Vom-Fass-Chef Thomas Kiderlen Frisch geölt

Der Junior baut das Unternehmen radikal um.
Waldburg Thomas Kiderlen läuft durch die große Halle seiner Firma, vorbei an hohen Stahltanks voller Wein aus Spanien und Italien. „Die zwei Maschinen hier produzieren daraus Essig“, sagt der 34-Jährige und läuft schnell weiter. Aus Äpfeln vom Bodensee machen sie Saft, Cidre, Apfelessig. „Und hier“, es riecht wie in der Küche einer Soziologie-Studenten-WG, „stellen wir Hanf- und Leinöl her.“ Dann zeigt Kiderlen in eine andere Ecke: Chutneys, Soßen, Fruchtaufstriche, „rund 20 neue Produkte“. Künftig will er auch noch Edelbrände und weitere Gin-Sorten destillieren.
Kiderlen ist kaum zu bremsen.
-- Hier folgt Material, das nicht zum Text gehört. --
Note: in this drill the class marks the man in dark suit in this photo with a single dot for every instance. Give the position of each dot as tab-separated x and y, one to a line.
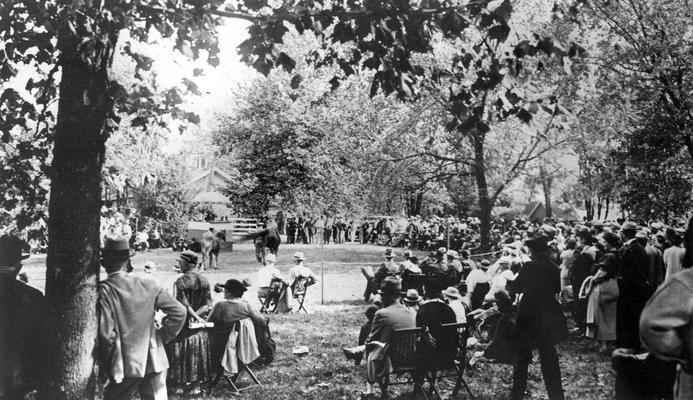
634	288
394	315
131	348
540	321
267	238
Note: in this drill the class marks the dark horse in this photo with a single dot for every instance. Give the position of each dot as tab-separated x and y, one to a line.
211	244
266	239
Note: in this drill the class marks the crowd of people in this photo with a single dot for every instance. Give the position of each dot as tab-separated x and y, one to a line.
599	274
624	284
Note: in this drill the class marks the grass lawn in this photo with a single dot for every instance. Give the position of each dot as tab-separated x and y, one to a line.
325	373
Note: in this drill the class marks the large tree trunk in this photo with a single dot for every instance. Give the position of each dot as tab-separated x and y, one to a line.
485	203
589	208
73	227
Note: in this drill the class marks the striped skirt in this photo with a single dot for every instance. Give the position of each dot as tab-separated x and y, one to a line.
189	358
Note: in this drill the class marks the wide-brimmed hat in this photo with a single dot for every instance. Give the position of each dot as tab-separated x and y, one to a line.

Seit er Vom Fass vor sechs Jahren von seinem Vater übernommen hat, arbeitet er daran, die Marke aus Waldburg bekannter zu machen – und das weltweit. Dem Franchiseunternehmen mit 72 Mitarbeitern haftete lange das trutschige Image des Hausfrauenladens an, der in den Fußgängerzonen der Biberachs und Friedbergs dieses Landes tapfer die Fahne des Einzelhandels hochhält.
Dabei gibt es inzwischen weltweit 280 Geschäfte, in denen Kunden Weine, Öle, Essige und Spirituosen probieren und sich abfüllen lassen können. Kiderlen setzt auf globales Wachstum, jede zweite Filiale steht bereits im Ausland.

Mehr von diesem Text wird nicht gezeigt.